Very simply, your profit margin is your revenue minus your expenses. In order to figure out what this is in a future time period, you will need to estimate your input costs and your sales value. In some cases, this will be pretty straightforward.
For example, if you have locked in a cost or can determine an expense with reasonable accuracy such as for land, this will be known. Other costs however or the sale value of your product will be more a function of market dynamics in a deferred time period which are largely unknown.
The futures market is referred to as a price discovery mechanism in that buyers and sellers from all over the world actively place bids and make offers to buy or sell contracts on underlying commodities such as corn, soybeans, wheat, hogs, milk and cattle in future time periods. While the price discovered today on these commodities for delivery or settlement in a future time period may change, the futures market provides a means for these buyers and sellers to discover the value of these commodities daily.

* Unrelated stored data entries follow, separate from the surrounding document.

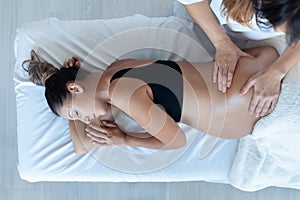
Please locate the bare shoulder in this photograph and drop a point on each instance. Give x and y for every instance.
(123, 91)
(118, 63)
(263, 52)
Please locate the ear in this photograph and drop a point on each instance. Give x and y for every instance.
(74, 88)
(34, 56)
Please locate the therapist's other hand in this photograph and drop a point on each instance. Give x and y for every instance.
(106, 134)
(266, 85)
(227, 56)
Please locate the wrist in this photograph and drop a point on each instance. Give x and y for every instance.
(221, 42)
(278, 71)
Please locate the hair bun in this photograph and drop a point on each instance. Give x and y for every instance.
(38, 72)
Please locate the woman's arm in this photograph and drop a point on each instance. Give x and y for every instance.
(134, 100)
(82, 143)
(227, 53)
(266, 83)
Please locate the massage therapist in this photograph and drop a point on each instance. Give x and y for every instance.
(256, 20)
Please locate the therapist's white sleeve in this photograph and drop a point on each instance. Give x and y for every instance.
(185, 2)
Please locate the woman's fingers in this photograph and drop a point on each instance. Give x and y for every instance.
(109, 124)
(96, 133)
(97, 139)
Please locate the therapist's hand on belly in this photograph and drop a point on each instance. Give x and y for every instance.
(227, 55)
(266, 85)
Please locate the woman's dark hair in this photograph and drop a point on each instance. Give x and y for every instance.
(55, 80)
(278, 12)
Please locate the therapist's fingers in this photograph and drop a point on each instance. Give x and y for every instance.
(224, 78)
(230, 74)
(273, 103)
(219, 80)
(266, 107)
(253, 103)
(215, 72)
(259, 107)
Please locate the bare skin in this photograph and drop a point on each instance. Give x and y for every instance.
(204, 107)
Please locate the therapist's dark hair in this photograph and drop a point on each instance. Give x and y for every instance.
(278, 12)
(54, 80)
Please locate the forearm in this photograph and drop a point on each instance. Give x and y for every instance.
(204, 16)
(152, 143)
(287, 60)
(81, 143)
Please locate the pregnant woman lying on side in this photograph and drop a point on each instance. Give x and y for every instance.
(156, 94)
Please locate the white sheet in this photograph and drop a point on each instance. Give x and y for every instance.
(44, 144)
(270, 156)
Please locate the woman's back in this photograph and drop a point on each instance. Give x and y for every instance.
(222, 114)
(204, 107)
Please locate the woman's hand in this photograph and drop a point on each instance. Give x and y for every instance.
(266, 85)
(106, 134)
(71, 62)
(227, 56)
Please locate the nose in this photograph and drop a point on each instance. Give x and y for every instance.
(87, 120)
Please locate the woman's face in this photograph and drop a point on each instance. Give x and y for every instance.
(83, 106)
(281, 28)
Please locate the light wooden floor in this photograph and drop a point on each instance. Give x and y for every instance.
(13, 13)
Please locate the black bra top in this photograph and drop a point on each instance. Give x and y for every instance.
(166, 82)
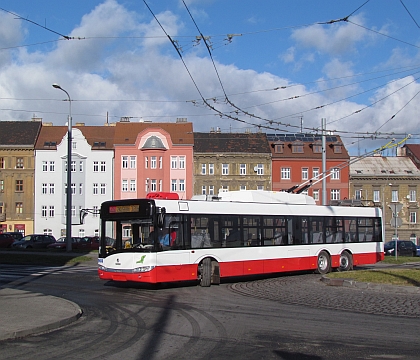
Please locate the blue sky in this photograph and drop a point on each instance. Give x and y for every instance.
(270, 65)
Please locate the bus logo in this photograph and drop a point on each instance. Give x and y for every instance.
(141, 260)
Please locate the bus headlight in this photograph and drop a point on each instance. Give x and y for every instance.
(143, 269)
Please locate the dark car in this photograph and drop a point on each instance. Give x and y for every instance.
(89, 243)
(61, 243)
(6, 240)
(15, 234)
(404, 248)
(34, 241)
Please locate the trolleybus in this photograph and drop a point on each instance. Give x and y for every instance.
(163, 239)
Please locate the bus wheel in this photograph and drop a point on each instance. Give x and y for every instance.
(346, 262)
(324, 263)
(205, 270)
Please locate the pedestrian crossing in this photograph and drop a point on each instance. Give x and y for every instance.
(12, 272)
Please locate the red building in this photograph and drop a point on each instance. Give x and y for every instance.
(151, 157)
(297, 159)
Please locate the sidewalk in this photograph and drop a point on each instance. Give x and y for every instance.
(25, 313)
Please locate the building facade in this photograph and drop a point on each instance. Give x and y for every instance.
(17, 164)
(393, 184)
(92, 178)
(231, 161)
(297, 161)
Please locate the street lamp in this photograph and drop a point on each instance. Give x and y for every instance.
(68, 203)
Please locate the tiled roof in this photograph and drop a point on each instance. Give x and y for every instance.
(181, 133)
(95, 136)
(19, 133)
(386, 166)
(231, 142)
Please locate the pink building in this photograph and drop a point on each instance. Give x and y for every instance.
(151, 157)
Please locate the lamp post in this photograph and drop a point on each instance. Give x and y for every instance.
(68, 202)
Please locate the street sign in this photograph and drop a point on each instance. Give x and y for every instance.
(396, 222)
(395, 207)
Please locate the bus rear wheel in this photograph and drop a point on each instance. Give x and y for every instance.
(346, 262)
(324, 263)
(205, 273)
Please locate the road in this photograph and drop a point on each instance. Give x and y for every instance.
(287, 317)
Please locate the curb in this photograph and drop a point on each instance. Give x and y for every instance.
(372, 286)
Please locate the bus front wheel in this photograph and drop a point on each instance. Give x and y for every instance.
(205, 273)
(346, 262)
(324, 263)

Also, because a wide range of buyers and sellers are participating in this open auction process, the market is said to be an unbiased estimator of the forward price expectation.If you are buying or selling agricultural commodities tied to these futures contracts such as corn for example to feed hogs or cattle, the futures price can serve as a proxy for the anticipated cost or revenue for your operation.

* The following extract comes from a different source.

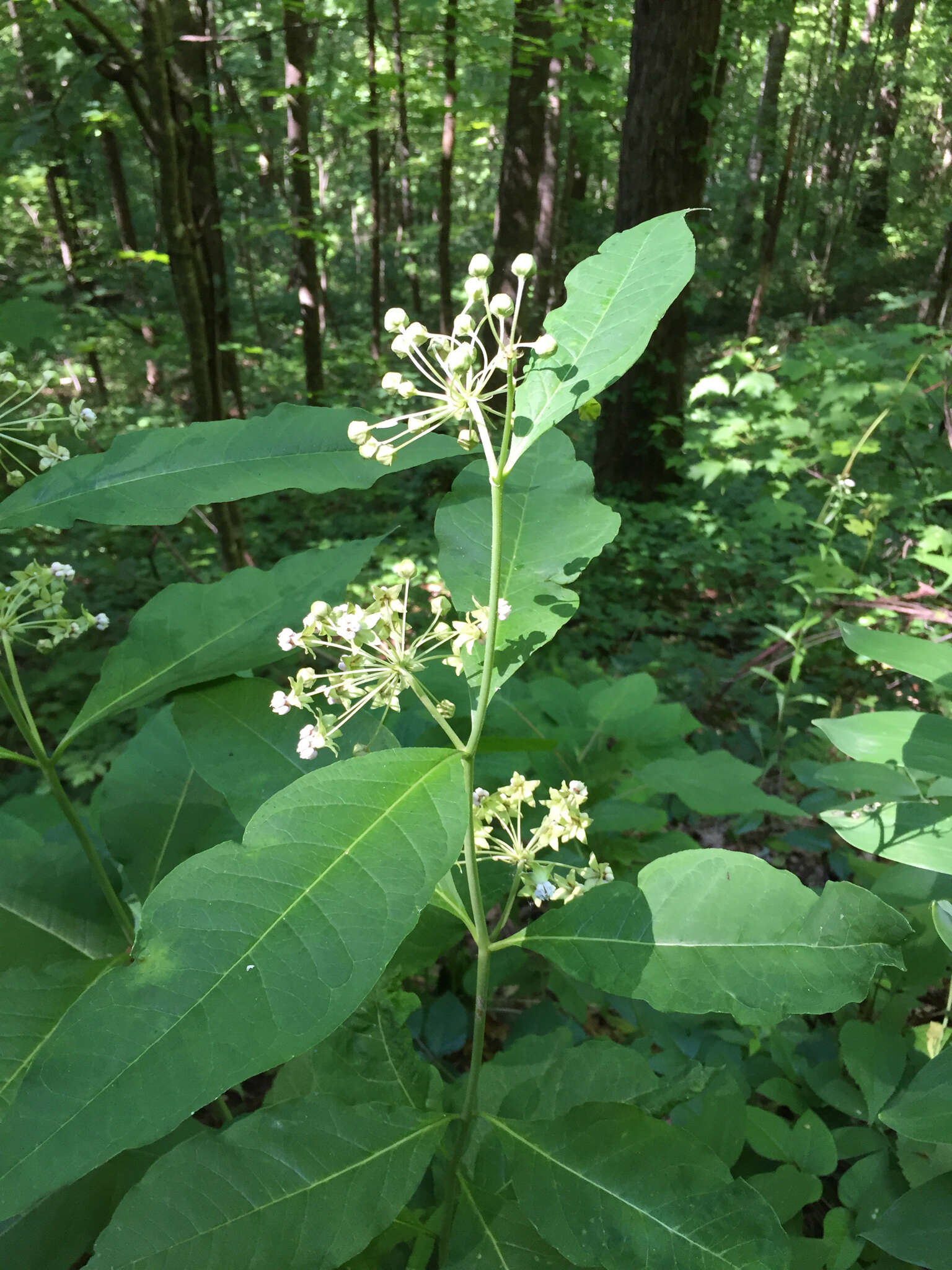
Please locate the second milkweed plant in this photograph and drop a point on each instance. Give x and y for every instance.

It does not matter whether or not the futures price is correct about the eventual value that will prevail in the spot market. What matters more is the price can serve as a reference for your anticipated costs or revenues in that these prices are unbiased and coming from an active, dynamic market. How the prices the futures market discovers relates to the prices you pay or receive for the commodities you buy and sell in your local market is a function of how these values correlate to one another.
The Power of Strong Correlations
Correlation is a degree of association between two or more factors – in this case, a cash price in your local market to a futures price on an organized exchange. If you can determine that there is a strong correlation for prices you pay and receive in your local market to futures prices on the exchange, then the futures market can be used to model your revenues and expenses. In this way, the price discovery role of the futures market becomes a margin discovery tool by extension, and allows you to effectively model your profitability in a forward time period.
While other considerations need to be built into a profit margin model that accurately reflect your unique operation and local cash market dynamics, the futures market will be a central part of modeling forward profitability.